Process single data set with different JSON schema rows using Pyspark in databricks

ahmed_zarar — Sat, 03 Aug 2024 11:30:19 GMT

Hi,
i am getting data from event hub and stored in delta table as a row table, i data i received in json , the problem i data i have different schema in each row but i code i use it take first row a json schema i am stuck how to do please any one guide me

from pyspark.sql.functions import explode, from_json, col,schema_of_json

from pyspark.sql.types import ArrayType, StringType

from pyspark.sql import functions as F

from pyspark.sql.types import *

sample_json = df.select("Value").first()[0]
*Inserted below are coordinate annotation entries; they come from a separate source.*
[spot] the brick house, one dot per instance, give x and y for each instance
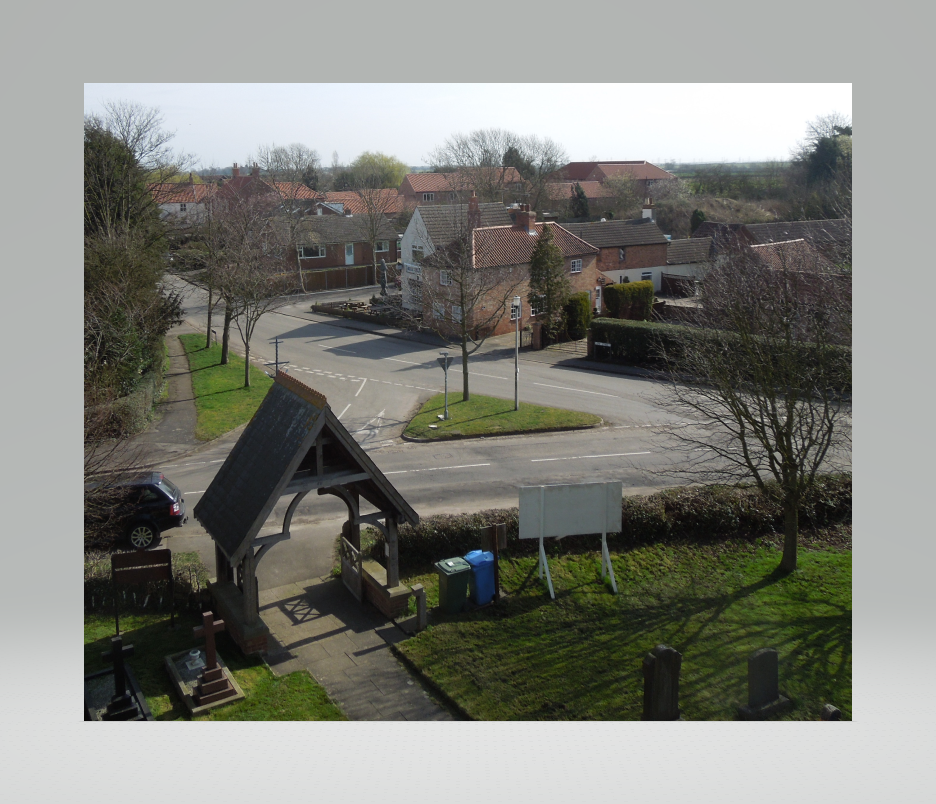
(332, 241)
(498, 245)
(635, 249)
(451, 188)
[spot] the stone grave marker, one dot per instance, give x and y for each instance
(661, 668)
(764, 698)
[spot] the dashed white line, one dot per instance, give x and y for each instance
(580, 457)
(574, 390)
(437, 468)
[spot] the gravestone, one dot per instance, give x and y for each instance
(764, 698)
(213, 684)
(830, 712)
(661, 668)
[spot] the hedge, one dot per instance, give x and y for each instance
(630, 299)
(693, 514)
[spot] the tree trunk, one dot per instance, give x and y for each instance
(790, 532)
(208, 329)
(226, 335)
(465, 395)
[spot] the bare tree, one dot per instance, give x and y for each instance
(463, 293)
(254, 244)
(766, 373)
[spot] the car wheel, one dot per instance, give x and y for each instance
(143, 535)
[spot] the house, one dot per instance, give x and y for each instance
(332, 241)
(645, 173)
(504, 183)
(434, 227)
(182, 201)
(498, 245)
(633, 249)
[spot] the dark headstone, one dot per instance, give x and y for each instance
(661, 684)
(764, 696)
(830, 712)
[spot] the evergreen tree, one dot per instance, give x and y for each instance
(550, 287)
(579, 204)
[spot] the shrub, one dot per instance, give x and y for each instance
(578, 315)
(630, 300)
(695, 514)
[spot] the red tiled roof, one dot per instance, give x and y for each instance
(390, 200)
(179, 193)
(512, 245)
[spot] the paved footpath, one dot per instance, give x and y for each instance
(317, 625)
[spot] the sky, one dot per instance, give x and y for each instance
(224, 123)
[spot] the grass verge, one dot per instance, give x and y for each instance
(292, 697)
(486, 415)
(579, 657)
(221, 400)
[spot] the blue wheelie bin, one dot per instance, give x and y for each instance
(481, 584)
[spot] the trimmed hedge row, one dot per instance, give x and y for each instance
(630, 298)
(695, 514)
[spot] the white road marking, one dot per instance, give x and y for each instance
(437, 468)
(580, 457)
(574, 390)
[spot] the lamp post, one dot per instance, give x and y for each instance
(445, 361)
(516, 311)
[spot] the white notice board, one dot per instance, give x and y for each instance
(567, 510)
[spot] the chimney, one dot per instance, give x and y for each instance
(526, 219)
(474, 212)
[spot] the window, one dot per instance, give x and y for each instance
(310, 252)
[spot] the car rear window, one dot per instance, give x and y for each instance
(170, 488)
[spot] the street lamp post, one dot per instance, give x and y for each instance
(444, 361)
(516, 310)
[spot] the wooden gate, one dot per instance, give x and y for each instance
(351, 568)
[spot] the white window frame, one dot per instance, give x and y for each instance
(322, 252)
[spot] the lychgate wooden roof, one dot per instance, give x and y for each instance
(293, 443)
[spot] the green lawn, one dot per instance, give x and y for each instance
(221, 400)
(292, 697)
(579, 657)
(485, 415)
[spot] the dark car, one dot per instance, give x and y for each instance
(139, 510)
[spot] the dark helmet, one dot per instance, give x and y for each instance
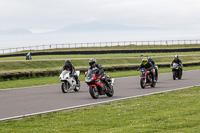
(176, 56)
(150, 58)
(144, 61)
(92, 62)
(68, 62)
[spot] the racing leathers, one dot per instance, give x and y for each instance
(71, 68)
(148, 66)
(179, 62)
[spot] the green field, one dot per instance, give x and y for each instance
(62, 57)
(107, 60)
(127, 47)
(176, 112)
(55, 79)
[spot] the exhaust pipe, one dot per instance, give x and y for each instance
(112, 81)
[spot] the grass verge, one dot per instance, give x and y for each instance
(55, 79)
(176, 111)
(100, 56)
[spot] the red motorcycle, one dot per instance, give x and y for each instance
(146, 78)
(97, 86)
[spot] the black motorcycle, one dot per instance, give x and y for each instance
(177, 71)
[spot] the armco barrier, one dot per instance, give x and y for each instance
(107, 52)
(57, 72)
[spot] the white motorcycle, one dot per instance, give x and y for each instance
(68, 82)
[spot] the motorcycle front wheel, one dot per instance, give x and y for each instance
(180, 74)
(77, 88)
(111, 92)
(142, 83)
(65, 87)
(94, 92)
(174, 75)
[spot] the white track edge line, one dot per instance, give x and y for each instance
(90, 104)
(81, 81)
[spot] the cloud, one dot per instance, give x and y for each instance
(49, 15)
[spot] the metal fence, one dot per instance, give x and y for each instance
(98, 44)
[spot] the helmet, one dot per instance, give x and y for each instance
(68, 62)
(144, 61)
(150, 58)
(92, 62)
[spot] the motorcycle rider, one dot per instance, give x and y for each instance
(153, 63)
(28, 56)
(147, 65)
(178, 61)
(70, 67)
(93, 63)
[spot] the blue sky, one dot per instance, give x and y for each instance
(103, 20)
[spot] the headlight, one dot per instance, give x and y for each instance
(88, 79)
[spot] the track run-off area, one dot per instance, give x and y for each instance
(21, 102)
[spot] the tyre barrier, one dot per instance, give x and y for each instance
(15, 76)
(106, 52)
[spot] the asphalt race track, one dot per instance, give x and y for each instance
(19, 102)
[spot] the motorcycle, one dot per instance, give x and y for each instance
(97, 86)
(68, 82)
(28, 57)
(176, 70)
(146, 79)
(156, 73)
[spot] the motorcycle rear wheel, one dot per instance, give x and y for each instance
(65, 87)
(180, 75)
(174, 75)
(111, 92)
(94, 92)
(142, 83)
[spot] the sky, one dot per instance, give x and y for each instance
(35, 22)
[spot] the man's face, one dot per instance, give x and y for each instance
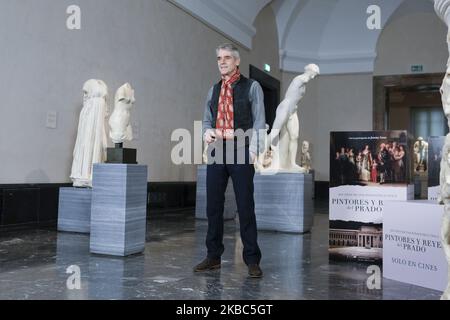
(227, 62)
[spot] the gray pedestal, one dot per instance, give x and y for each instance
(119, 209)
(74, 209)
(230, 207)
(283, 202)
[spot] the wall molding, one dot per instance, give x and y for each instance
(220, 18)
(329, 63)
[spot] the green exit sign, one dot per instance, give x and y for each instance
(417, 68)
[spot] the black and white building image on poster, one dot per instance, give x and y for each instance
(366, 169)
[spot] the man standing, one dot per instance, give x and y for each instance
(235, 103)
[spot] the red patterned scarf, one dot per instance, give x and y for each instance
(225, 113)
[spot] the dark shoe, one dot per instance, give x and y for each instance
(254, 271)
(207, 264)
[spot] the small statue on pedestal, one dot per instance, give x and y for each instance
(91, 143)
(120, 125)
(283, 138)
(305, 160)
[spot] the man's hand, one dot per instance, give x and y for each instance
(210, 136)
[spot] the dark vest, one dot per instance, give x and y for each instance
(243, 118)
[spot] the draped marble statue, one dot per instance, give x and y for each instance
(283, 139)
(119, 121)
(442, 8)
(305, 159)
(91, 142)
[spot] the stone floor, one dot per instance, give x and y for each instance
(33, 265)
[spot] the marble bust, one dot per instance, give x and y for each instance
(91, 142)
(305, 160)
(283, 139)
(119, 121)
(442, 8)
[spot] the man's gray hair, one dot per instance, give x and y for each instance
(229, 47)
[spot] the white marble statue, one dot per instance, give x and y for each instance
(283, 138)
(442, 8)
(119, 121)
(305, 159)
(91, 143)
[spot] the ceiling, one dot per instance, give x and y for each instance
(331, 33)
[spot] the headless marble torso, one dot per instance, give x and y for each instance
(91, 143)
(283, 139)
(119, 121)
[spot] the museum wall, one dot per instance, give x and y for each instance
(412, 39)
(166, 54)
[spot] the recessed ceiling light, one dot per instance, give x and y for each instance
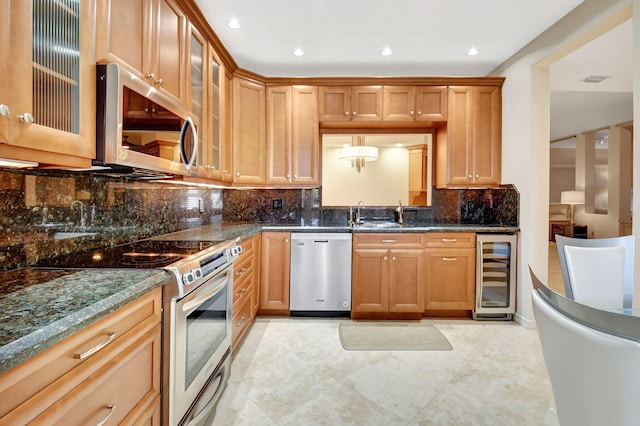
(595, 78)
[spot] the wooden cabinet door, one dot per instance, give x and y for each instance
(399, 103)
(305, 136)
(450, 278)
(279, 135)
(459, 136)
(431, 103)
(370, 280)
(487, 136)
(249, 145)
(469, 150)
(274, 283)
(418, 175)
(406, 280)
(49, 94)
(124, 28)
(168, 63)
(366, 103)
(334, 103)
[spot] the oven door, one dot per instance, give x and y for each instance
(202, 336)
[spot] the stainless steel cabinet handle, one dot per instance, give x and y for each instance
(83, 355)
(26, 118)
(111, 408)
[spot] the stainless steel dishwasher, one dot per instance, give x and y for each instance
(320, 277)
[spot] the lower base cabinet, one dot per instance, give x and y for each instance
(450, 261)
(387, 276)
(274, 271)
(110, 369)
(245, 289)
json_schema = schema_of_json(sample_json)

print(json_schema)

value_df = (

df.select(

from_json(col("Value").cast("string"), json_schema).alias("analytics")

)

.select(explode(col("analytics")).alias("Value"))

).select("Value.customer_id")

value_df.display()

Re: Process single data set with different JSON schema rows using Pyspark in databricks

Edthehead — Tue, 06 Aug 2024 10:00:57 GMT

Since each row has a different schema, if you plan to store these as separate columns, you cannot do it in 1 Delta table. You will need to split the messages into multiple tables depending on the some information within the message. In a real scenario, different schema messages should be sent to different partitions or completely different eventhubs so it is easy to segregate. However since you have all the messages in 1 eventhub, you will need to validate each message against a schema. You can of course use spark to do this but you need to tell spark what your expected schemas are and which tables you want to send the different type of messages.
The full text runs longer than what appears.